DigiCert Secures the Web With TLS Certificates. The Certificate Model Has Structural Limits.
by Nick Clark | Published March 28, 2026
DigiCert is one of the world's largest certificate authorities, issuing TLS certificates that secure millions of websites, IoT devices, and digital transactions. The certificate chain of trust from root CAs through intermediates to end-entity certificates provides the web's identity infrastructure. But this chain depends on stored key material at every level. A compromised root CA key undermines the entire trust hierarchy below it. The structural gap is between certificate-chain identity and an identity model where trust derives from behavioral continuity rather than hierarchical key material.
DigiCert's investment in certificate infrastructure, CT log participation, and post-quantum preparedness demonstrate commitment to web security. The gap described here is about the certificate model's structural properties, not about DigiCert's operational excellence.
Trust hierarchy concentrates authority
The certificate trust model places root certificate authorities at the top of a hierarchy. Everything below depends on the root's key material. A compromised root CA key or a misbehaving intermediate CA can issue fraudulent certificates for any domain. Browser trust stores contain hundreds of root CAs, each of which is trusted to vouch for any domain on the internet.
Certificate Transparency logs provide post-hoc detection of misbehavior but do not prevent it. The trust model allows any trusted CA to issue a certificate for any domain. The authority is structurally concentrated at the roots.
Short-lived certificates reduce but do not eliminate the problem
The industry trend toward shorter certificate lifetimes reduces the window during which a compromised certificate can be misused. But shorter lifetimes mean more frequent issuance, increasing the operational surface and the number of interactions with the CA infrastructure. The fundamental model remains: identity is a credential issued by a hierarchical authority.
What keyless identity addresses
Keyless identity removes the hierarchical trust model.

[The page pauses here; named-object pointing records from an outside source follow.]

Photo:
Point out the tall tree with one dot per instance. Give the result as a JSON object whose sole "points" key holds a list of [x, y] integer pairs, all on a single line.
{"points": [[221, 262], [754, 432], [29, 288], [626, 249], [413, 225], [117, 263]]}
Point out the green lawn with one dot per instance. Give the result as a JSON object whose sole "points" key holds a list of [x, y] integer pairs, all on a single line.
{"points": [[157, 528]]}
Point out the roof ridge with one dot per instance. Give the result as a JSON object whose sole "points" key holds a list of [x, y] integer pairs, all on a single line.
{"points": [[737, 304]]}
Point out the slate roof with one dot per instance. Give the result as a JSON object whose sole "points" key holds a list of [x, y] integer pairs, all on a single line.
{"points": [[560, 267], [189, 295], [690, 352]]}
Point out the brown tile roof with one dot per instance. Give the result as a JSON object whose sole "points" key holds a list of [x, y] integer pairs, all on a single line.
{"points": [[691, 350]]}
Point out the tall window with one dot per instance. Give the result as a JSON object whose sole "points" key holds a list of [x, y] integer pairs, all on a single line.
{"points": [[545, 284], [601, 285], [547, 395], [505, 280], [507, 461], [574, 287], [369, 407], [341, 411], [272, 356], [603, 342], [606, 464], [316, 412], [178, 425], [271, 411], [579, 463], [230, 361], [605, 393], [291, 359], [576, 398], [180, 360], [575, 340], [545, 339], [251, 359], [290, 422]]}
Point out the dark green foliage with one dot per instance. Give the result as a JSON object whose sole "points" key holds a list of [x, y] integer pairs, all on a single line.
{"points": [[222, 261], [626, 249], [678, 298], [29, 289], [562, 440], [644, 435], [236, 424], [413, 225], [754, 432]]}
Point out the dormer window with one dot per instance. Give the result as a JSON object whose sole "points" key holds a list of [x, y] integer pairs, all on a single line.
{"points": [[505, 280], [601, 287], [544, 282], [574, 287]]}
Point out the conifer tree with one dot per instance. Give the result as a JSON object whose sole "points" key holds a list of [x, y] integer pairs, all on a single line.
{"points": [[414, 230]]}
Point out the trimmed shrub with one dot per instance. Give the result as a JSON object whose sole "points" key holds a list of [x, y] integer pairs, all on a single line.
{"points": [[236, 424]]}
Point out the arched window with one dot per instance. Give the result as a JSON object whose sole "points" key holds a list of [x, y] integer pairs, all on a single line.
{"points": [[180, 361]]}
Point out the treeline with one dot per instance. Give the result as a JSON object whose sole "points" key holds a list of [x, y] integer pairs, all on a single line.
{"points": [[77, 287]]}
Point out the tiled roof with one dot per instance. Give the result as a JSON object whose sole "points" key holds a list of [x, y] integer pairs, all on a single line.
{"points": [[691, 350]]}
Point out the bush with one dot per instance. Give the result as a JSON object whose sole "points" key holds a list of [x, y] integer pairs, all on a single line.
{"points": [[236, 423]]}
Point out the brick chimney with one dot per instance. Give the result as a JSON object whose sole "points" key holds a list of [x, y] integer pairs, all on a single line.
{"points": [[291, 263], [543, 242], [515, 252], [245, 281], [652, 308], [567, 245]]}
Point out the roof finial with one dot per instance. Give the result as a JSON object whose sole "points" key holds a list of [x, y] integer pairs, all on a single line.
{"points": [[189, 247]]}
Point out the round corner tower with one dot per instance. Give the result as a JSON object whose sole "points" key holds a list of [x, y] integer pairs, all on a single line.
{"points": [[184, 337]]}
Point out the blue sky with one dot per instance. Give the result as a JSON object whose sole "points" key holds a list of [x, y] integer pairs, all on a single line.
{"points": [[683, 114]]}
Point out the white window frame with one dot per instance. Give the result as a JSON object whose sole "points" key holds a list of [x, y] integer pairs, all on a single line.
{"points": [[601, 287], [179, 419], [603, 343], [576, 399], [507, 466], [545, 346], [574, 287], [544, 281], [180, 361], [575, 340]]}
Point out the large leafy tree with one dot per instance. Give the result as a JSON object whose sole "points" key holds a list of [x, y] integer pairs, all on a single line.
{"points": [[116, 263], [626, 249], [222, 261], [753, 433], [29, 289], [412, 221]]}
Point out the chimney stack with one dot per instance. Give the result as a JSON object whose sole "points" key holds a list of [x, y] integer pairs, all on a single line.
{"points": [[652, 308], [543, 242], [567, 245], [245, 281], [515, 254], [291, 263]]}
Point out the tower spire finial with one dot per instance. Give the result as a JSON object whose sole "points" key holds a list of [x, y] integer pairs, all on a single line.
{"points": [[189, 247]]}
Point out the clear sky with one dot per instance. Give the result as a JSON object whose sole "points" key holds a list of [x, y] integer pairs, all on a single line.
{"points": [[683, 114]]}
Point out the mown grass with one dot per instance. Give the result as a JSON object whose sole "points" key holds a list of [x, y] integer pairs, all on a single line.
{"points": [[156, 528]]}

A server's identity derives from its accumulated behavioral continuity, not from a certificate issued by a CA. Trust is validated through the server's own trust slope history, not through a chain of signatures from root to intermediate to end entity. No CA compromise can undermine the identity because the identity does not depend on a CA.
TLS certificates could coexist with keyless identity through a hybrid model during transition, providing backward compatibility while the identity primitive shifts from hierarchical certificates to behavioral continuity.